Wajah si cewek mulai mengendur. Kini dia seolah-olah ingin menangis.
"Enggak ada yang perlu gua jelasin lagi kan?" tanya Nuzul tajam. Lengannya kini menarik daguku dan bibirnya kembali memberikan kecupan pada pipiku. Lebih lama.
Air mata si cewek nyaris tumpah dari matanya yang berkaca-kaca. Akhirnya dia bangkit sambil menggebrak meja sambil berkata "Lu Jahat!!" akhirnya si cewek pergi meninggalkan kami berdua.
Nuzul tidak henti-hentinya tertawa sejak dari starbucks hingga kami berada di lorong menuju tempat parkir.
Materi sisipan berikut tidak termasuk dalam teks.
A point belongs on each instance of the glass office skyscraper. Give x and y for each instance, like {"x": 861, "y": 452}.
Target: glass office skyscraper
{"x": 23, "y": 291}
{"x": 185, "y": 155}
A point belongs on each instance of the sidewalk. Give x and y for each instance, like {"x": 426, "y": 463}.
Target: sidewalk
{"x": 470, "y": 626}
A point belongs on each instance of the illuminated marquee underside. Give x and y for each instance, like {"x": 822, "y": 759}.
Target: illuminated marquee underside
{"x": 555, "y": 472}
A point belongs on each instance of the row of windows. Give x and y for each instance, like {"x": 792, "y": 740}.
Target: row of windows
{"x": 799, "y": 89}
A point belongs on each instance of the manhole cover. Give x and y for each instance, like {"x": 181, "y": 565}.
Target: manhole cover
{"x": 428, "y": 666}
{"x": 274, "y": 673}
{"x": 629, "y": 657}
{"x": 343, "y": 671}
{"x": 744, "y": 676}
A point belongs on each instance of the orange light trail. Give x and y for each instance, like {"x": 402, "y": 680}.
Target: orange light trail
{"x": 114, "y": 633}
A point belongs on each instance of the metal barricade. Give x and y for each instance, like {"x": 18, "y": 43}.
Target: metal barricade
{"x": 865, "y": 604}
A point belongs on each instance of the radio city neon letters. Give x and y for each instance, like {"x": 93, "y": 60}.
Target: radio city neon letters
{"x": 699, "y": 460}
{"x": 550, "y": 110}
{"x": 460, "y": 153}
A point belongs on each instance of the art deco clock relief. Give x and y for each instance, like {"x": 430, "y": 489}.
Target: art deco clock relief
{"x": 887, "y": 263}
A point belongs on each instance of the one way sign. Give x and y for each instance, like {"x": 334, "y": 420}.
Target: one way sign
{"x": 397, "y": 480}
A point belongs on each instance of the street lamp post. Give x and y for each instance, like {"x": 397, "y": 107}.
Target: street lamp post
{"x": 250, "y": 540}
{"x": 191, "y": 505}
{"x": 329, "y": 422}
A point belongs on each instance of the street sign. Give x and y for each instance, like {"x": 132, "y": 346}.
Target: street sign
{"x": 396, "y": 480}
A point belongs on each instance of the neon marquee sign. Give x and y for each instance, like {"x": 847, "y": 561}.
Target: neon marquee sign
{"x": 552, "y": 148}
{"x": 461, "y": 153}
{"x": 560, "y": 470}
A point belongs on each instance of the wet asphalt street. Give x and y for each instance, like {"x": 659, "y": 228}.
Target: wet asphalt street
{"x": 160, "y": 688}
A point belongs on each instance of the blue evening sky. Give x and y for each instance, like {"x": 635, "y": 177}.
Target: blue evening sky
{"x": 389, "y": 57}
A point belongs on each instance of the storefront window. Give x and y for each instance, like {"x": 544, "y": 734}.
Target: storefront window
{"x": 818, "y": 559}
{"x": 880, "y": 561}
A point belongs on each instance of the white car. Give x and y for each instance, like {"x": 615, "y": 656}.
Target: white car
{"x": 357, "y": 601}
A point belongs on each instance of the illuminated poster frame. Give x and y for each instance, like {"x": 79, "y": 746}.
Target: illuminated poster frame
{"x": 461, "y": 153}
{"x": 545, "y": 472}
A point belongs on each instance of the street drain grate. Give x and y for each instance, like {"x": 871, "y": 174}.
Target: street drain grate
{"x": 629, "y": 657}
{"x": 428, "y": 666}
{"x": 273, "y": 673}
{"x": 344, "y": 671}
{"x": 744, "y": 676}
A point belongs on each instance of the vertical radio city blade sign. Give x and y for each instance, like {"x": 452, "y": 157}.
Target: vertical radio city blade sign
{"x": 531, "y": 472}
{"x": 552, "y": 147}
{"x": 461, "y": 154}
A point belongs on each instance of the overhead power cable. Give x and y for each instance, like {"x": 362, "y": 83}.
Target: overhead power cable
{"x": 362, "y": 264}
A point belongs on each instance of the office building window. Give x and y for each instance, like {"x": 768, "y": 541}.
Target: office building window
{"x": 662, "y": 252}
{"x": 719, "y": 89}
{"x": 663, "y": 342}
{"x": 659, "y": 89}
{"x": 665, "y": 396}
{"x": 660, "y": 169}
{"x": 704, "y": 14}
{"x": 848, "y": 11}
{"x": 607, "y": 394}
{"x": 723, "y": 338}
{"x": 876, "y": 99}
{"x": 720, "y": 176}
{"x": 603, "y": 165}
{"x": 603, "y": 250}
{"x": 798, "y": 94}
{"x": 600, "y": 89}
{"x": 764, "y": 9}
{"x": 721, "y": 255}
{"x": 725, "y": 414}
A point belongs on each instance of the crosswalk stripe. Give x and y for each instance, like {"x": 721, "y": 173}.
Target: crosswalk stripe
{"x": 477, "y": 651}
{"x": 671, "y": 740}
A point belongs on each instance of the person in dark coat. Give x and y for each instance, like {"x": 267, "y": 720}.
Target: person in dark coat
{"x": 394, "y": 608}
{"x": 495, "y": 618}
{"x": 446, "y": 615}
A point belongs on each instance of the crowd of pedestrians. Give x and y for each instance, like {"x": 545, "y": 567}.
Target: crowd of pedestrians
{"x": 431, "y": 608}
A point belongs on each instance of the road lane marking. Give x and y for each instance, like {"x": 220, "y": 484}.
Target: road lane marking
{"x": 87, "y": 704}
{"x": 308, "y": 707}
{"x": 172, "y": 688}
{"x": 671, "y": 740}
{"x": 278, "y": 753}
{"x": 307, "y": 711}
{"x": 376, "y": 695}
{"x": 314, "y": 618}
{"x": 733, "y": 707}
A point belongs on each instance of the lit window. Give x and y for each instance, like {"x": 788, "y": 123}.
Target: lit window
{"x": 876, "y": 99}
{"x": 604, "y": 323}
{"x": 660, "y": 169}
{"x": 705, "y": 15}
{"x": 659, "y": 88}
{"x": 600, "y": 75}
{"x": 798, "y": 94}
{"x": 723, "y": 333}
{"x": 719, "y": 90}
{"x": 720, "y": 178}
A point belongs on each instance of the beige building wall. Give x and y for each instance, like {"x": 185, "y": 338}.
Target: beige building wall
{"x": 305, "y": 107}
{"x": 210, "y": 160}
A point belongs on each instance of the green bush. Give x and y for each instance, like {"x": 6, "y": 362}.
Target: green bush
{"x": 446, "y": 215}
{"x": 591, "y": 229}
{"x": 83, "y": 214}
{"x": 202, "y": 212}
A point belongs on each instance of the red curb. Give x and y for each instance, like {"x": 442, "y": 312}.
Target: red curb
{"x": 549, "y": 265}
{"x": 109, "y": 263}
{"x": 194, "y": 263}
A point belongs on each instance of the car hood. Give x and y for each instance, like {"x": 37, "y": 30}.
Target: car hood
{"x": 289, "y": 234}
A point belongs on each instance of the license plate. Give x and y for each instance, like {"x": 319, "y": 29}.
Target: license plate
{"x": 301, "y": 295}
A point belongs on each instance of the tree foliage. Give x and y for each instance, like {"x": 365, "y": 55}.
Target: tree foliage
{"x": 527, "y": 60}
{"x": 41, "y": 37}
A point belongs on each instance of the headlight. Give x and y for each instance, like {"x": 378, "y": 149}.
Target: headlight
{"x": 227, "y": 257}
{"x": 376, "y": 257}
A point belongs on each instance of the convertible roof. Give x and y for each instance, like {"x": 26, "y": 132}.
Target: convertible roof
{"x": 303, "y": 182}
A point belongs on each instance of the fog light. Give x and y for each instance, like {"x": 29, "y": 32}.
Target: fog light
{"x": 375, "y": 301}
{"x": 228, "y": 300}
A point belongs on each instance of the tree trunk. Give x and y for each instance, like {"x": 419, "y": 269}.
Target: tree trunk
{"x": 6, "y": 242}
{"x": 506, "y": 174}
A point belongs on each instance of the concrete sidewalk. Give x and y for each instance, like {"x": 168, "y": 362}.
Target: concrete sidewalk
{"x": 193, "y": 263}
"Ente seneng banget.." kataku sambil berjalan di belakang Nuzul."Soal ente nyium pipi ane, kayaknya enggak ada dalam skenario.."
"Biar lebih meyakinkan Mas! sekalian!" kata Nuzul masih terus tertawa.
"Dasar!" gerutuku.
Namun Nuzul akhirnya terdiam. Saat kami hendak melewati pintu kaca menuju tempat parkir, Nuzul berkata serius.
"Mas, makasih banyak ya, bantuannya..."
"Ente kan janji nraktir..." kataku. Aku berdiri sambil memasukkan kedua lenganku ke dalam saku celana.
Entah ada angin apa Nuzul kemudian merangkulku, kali ini dia tidak menciumku di pipi melainkan bibirnya menciumku... cukup lama... sampai akhirnya dia melepaskan bibirnya dia berkata kembali... "Mmm.. Makasih banyak ya Mas!" katanya sambil tersenyum simpul.
Aku yang tidak menyangka Nuzul berbuat demikian hanya bisa bersandar ke dinding tanpa mengeluarkan kedua lengan dari saku celanaku.